Jack is so distraught at what his on-air sugges­tion wrought that he sinks into a three-year depres­sion, drinking himself to sleep and mooching off of his girl­friend Anne Napol­itano (Mercedes Ruehl, in an Oscar-winning perform­ance), an attractive owner of a video store. Hitting bottom, Jack slumps to the river, prepared to commit suicide.

To his rescue comes a crazed but witty home­less man named Parry (Robin Williams), who tells Jack he’s destined for great things — all he has to do is find the Holy Grail (conveni­ently located in mid-town Manhattan) and save Parry’s soul. He also wants Jack to help him out with the woman of his dreams, Lydia Sinclair (Amanda Plummer), a shy type who works at a publishing company.
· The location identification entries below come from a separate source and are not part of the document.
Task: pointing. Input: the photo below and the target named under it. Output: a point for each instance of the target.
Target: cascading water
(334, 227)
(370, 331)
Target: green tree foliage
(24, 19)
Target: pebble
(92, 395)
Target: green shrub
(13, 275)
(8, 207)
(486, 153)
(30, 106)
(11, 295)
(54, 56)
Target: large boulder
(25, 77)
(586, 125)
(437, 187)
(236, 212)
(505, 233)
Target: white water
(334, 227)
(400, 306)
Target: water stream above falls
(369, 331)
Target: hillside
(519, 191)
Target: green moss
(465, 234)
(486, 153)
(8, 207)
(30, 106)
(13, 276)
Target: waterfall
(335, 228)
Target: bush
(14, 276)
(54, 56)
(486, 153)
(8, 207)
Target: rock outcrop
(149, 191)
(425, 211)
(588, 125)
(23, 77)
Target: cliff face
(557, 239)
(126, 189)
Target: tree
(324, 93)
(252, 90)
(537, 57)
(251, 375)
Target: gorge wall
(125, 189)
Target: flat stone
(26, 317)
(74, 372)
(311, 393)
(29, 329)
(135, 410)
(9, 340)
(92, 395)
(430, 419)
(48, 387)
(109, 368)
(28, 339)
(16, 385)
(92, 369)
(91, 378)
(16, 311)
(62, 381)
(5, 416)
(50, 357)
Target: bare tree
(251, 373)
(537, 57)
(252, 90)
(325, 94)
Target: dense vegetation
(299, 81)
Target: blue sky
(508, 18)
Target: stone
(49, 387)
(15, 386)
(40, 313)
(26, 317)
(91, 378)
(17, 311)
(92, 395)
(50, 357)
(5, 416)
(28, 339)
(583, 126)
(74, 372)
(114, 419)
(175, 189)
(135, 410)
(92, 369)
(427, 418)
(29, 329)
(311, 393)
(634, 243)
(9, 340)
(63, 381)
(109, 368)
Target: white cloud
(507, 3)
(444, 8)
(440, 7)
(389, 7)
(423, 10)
Parry was once a univer­sity professor became unglued by a tragic event in his past; Jack soon real­izes that to save himself, he first must save Parry’.

by Paul Brenner, from Rotten Tomatoes

Terry Gilliam talks about The Fisher King

The Scene

Terry Gilliam’s forays into the world of myth­o­logy can be excess­ively whim­sical at times but they are never twee or sanit­ised. Fisher King may lack the dark over­tones of Brazil but it is at least grounded in the modern world and, despite the pres­ence of Robin Williams, it mainly avoids self-indulgence.

Trans­posing the grail myth to modern day New York, the film some­times strains to make a fit. But, at its best, there is a pleasing mischiev­ous­ness in the way that it subverts classic arche­types; as in this scene in which the ‘damsel in distress’ is trans­formed into ‘ a gay bum’ figure and the script gener­ally avoids patron­ising its char­ac­ters (a refer­ence to all of the gay man’s friends dying  – presum­ably of Aids – is handled with subtlety).

Gilliam contrib­utes his own unique visual style; including sly refer­ences to famous artists (both Hogarth and Michaelangelo’s Pieta are parodied in the Bellevue scene). He also proves the sound­ness of his instincts for what works on screen: the substi­tu­tion of the ‘waltz scene‘ in Grand Central Station for what was in the original script being one inspired example (see inter­view above).